In other words, racist accusations and their subsequent public backlash have yet to negatively affect the brewery’s bottom line.

“What I found significant about Tracy’s situation versus others is the level of lack of accountability … and what we considered piles of evidence,” Schulz, Evans’ lawyer, who is an employment and civil rights attorney, told CultureShift. “We believed that a mutual happy ending could occur … and cause industry-wide change,” he continued. “We have been met with a roadblock on that.”

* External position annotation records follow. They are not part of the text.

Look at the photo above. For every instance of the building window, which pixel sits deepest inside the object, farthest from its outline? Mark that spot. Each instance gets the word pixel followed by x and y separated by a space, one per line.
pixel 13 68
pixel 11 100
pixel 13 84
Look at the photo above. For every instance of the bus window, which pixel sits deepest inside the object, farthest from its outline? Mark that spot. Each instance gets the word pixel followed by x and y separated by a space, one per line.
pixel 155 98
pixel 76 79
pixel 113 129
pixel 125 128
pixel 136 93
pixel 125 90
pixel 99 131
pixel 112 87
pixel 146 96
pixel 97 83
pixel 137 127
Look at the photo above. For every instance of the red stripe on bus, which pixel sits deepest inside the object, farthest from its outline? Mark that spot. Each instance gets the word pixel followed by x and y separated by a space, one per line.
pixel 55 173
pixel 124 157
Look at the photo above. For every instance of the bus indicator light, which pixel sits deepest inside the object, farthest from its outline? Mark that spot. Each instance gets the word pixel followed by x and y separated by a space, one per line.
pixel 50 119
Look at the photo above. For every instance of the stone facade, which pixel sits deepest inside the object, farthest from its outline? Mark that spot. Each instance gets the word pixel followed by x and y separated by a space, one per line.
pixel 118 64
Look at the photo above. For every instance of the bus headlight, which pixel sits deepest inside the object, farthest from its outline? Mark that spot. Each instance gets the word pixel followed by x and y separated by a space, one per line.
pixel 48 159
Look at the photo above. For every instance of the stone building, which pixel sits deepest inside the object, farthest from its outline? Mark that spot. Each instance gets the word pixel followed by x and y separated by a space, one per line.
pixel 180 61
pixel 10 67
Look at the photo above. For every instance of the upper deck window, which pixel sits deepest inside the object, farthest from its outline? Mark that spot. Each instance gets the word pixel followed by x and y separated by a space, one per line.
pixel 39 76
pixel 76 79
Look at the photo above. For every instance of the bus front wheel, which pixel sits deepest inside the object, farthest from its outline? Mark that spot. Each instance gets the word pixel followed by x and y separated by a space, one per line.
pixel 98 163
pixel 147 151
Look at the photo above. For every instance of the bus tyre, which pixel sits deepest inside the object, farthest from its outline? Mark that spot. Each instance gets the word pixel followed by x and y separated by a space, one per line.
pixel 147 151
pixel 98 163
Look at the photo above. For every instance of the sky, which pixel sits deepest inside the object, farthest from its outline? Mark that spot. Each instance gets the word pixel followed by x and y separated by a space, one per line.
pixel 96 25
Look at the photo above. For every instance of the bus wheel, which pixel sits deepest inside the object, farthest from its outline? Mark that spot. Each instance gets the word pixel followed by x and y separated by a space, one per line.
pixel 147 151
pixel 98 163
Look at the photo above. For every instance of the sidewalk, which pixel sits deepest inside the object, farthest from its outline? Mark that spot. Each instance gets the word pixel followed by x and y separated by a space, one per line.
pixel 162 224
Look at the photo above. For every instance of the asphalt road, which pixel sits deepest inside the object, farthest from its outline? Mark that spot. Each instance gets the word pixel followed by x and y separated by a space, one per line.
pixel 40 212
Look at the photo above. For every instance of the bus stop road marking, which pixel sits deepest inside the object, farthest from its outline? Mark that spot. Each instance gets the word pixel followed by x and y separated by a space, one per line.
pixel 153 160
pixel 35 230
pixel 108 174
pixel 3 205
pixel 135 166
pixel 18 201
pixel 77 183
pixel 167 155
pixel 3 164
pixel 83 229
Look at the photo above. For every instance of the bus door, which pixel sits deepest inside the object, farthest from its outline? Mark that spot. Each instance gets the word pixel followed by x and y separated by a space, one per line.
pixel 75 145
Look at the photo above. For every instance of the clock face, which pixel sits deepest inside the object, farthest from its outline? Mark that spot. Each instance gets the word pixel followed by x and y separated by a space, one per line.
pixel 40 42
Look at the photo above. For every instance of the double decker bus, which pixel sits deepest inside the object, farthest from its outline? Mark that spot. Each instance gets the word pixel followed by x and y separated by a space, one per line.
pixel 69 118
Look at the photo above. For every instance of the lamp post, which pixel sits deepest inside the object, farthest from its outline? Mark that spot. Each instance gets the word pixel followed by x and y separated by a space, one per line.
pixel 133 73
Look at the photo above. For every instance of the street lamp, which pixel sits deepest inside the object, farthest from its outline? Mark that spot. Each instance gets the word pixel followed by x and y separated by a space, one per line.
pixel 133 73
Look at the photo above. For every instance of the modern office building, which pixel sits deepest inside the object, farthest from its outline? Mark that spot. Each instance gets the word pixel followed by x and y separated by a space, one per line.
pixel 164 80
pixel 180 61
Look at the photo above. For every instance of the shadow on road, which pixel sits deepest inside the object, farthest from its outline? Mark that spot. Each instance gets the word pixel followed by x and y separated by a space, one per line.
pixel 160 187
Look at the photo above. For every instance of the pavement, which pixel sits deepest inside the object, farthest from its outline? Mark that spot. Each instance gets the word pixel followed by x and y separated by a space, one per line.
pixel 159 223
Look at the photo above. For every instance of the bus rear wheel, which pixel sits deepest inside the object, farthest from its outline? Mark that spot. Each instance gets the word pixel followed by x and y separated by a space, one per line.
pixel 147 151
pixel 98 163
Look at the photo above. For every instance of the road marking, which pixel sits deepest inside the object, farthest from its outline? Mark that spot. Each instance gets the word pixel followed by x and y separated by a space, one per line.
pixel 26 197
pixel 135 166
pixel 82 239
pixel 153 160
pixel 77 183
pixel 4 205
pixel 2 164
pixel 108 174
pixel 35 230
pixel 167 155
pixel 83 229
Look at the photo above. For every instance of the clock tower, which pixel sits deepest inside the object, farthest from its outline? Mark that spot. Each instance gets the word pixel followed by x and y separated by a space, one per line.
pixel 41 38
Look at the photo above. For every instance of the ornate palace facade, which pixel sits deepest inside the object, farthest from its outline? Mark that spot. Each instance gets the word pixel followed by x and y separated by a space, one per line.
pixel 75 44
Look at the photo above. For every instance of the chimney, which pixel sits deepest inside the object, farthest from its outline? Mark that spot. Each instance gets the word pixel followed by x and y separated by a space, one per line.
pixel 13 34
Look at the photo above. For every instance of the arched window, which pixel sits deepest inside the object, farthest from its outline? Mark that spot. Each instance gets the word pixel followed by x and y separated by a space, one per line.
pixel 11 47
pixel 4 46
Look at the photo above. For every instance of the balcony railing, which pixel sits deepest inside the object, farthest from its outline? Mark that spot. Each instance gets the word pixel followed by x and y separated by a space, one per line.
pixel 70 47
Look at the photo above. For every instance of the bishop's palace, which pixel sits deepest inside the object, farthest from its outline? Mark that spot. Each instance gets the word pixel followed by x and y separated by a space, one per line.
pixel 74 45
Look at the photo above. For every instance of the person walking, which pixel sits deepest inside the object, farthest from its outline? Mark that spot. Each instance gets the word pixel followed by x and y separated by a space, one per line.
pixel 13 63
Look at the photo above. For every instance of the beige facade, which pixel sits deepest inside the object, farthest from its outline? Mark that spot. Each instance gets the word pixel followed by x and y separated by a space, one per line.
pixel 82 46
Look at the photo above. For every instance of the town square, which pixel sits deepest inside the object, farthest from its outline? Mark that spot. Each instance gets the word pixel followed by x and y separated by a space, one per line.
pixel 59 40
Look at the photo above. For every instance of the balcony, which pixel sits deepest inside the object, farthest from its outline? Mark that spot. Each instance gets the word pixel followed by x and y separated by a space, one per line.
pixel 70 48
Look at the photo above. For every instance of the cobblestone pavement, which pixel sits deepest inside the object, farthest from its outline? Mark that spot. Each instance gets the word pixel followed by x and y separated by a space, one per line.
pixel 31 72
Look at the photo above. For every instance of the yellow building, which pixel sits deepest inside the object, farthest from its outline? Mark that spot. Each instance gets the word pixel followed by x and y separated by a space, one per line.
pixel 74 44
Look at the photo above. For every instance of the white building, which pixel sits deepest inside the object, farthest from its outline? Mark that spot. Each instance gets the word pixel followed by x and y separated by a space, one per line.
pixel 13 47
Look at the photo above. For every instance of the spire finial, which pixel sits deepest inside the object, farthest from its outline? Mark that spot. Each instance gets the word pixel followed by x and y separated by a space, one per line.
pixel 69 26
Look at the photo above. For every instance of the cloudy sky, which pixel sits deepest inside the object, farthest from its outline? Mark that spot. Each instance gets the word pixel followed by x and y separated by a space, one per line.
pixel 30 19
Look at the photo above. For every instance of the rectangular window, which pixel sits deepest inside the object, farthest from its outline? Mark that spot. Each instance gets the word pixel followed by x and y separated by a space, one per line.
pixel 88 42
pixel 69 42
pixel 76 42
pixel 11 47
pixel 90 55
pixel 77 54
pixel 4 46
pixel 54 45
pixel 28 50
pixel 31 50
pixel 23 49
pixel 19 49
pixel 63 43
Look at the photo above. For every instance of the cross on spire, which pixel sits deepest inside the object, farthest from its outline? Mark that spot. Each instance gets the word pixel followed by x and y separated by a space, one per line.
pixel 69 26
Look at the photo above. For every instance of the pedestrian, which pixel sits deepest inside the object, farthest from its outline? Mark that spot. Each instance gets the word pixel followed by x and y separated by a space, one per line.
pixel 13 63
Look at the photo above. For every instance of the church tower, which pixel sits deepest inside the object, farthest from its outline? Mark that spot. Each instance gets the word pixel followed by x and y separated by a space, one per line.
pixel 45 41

Oppenhuizen agrees accountability goes beyond Founders. “I think the case Evans brought against Founders matters for all people of color existing in predominantly white organizations, even beyond craft beer,” she said. “I have been thrilled to see the businesses that have publicly begun to pull their support from the company, and the craft brew fanatics that have public stated their dismay and removal of support in favor of battling an exclusive space. That is the work that will improve craft brewing, and it goes without saying that much of the accountability work around this ongoing situation has been led by POC in the craft brew world.”

Evans said he filed this lawsuit because he “saw a chance to use my voice and tell my story,” he told CultureShift. To others who have experienced discrimination, assault, or any other form of workplace misconduct, he added, “You have a voice and you can use it. We have a chance to change things and make things better. [Founders needs] to look inside their internal culture and make some changes, not only for themselves, but for everyone.”